Mieux vaut se souvenir du début du premier long-métrage de Mohamed Ben Attia si l’on ne veut pas se faire prendre au piège d’un scenario a priori classique ou simpliste : un homme destiné à un mariage arrangé va tomber amoureux d’une autre femme. Or, nous sommes en Tunisie, après le printemps arabe, après les attentats. Or, son père mort, Hedi vit sous le joug d’une mère autoritaire et méprisante. Le film nous montre-t-il comment la grande Histoire déplace le curseur individuel de l’histoire de tout un chacun ? Ou, plus largement, met-il en balance l’universel et le particulier en jeu dans le mouvement d’une révolution, suivant en cela un célèbre cheminement nietzschéen : “Je vous énonce trois métamorphoses de l’esprit : comment l’esprit se mue en chameau, le chameau en lion et le lion, enfin, en enfant.”*

Car au départ, Hedi incarne à merveille le chameau qui s’agenouille et accepte les charges les plus lourdes. Tout aussi placide et indifférent que l’animal, Majd Mastoura campe à merveille une personnalité blanche à l’image de ces écritures blanches qui, de Simenon à Duras, nous laissent à la lisière de personnages opaques et lisses, qui éprouvent mais ne ressentent pas, témoins ordinaires de destins qui les dépassent.
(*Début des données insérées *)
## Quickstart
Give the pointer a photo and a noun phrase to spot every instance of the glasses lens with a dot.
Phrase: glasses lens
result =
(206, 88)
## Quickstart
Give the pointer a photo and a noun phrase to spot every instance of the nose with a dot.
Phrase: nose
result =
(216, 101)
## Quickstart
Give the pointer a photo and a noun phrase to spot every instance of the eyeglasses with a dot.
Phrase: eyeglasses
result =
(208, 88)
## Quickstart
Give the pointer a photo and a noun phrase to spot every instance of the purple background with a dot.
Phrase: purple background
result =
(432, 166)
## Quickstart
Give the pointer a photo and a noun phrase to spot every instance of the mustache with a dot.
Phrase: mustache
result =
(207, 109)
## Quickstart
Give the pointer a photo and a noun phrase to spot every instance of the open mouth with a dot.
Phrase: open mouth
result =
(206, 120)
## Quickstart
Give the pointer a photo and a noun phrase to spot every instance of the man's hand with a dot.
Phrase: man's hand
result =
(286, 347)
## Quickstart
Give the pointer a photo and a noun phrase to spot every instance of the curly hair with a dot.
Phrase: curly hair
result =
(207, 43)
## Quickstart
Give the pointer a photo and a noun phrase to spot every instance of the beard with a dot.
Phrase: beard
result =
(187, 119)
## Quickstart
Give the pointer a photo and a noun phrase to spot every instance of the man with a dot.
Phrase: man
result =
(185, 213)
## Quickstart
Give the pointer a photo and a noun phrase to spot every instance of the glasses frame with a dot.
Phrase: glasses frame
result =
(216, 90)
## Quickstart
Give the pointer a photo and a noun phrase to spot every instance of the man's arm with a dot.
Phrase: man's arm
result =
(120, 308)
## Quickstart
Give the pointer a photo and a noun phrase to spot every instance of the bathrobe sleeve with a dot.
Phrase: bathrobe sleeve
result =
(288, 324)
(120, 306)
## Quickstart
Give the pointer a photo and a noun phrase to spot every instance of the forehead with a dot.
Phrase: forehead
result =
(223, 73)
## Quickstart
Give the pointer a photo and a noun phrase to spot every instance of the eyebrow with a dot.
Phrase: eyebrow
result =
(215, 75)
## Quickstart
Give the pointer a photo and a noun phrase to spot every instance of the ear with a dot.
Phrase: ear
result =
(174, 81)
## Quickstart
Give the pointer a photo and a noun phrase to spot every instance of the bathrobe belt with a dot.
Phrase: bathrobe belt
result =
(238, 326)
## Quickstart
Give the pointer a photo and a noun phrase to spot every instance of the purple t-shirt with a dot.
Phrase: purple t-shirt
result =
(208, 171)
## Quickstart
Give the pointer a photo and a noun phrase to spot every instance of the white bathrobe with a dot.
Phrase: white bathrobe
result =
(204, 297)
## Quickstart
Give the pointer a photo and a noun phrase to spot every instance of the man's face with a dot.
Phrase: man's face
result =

Vendeur de voitures itinérant dans un pays figé par la crise du tourisme, acceptant tout de son employeur jusqu’à reculer la date de son mariage, laissant sa mère gérer sa vie, sa future femme comme son argent, Hedi semble avoir déserté son être pour ne laisser qu’une dépouille inerte à son entourage. Jusqu’à la révolte devant ce poste de chef du personnel que sa mère veut lui imposer. Jusqu’au moment où surgit l’autre personnage nietzschéen de l’histoire, Rim, danseuse de salsa, affranchie, indépendante, rieuse, malgré les hôtels qui se vident et où elle travaille. Rim, une révolution de jasmin à elle seule, le “vent de liberté” que nous indique en sous-titre l’affiche du film, incarnée de façon solaire par Rym Ben Massaoud. L’homme devenant lion non par simple évolution, mais par illuminations, le parallèle entre la révolution tunisienne et celle qui va donner un grand coup de pied dans la fourmilière d’Hedi s’inscrit alors, comme en filigrane, en évitant soigneusement le symbolisme ou le message d’un film à thèse. Les lieux clos du début laissent place à des espaces ouverts, la caméra qui filmait Hedi de dos comme poussé par une force obscure nous le montre s’animant au contact de Rim, qui n’est pas animatrice pour rien. Bouleversement, foudroiement, rugissements.Mais la Tunisie nous indique le chemin, qui a vu les islamistes prendre le pouvoir après le printemps arabe : reste une troisième métamorphose à accomplir, et non des moindres. Redevenir cet enfant qui dit oui après avoir appris le non. Surprenante voire déstabilisante, la fin de Hedi boucle avec brio ces jeux délicats de l’amour et non du hasard, où se seront croisées les forces révolutionnaires d’une jeunesse et d’un pays.

Premier film arabe en compétition depuis vingt ans, Hedi fut la révélation de la 66e Berlinale qui l’a doublement salué avec le prix du meilleur premier film et l’ours d’argent du meilleur acteur, auxquels le Festival du Cinéma de Bordeaux a ajouté le grand prix du jury longs métrages, sans oublier le prix de la mise en scène et de la meilleure actrice au Festival d’Amiens.

Après cinq courts-métrages, à la faveur d’un style intimiste et d’une écriture sensible qui ne sont pas sans évoquer les frères Dardenne, partie prenante de la réalisation du film, Mohamed Ben Attia livre une œuvre sincère et intuitive, en partie autobiographique : lui aussi fut un vendeur de voitures “sans histoire” pendant douze ans, lui aussi vécut un profond changement personnel lors de la révolution de son pays. Tant en nombre de films produits que par ce vent de liberté qu’il a pu insuffler, son film signe le grand renouveau du cinéma tunisien.

* Frédéric Nietzsche, Ainsi parlait Zarathoustra, Le Livre de Poche 1972, page 29.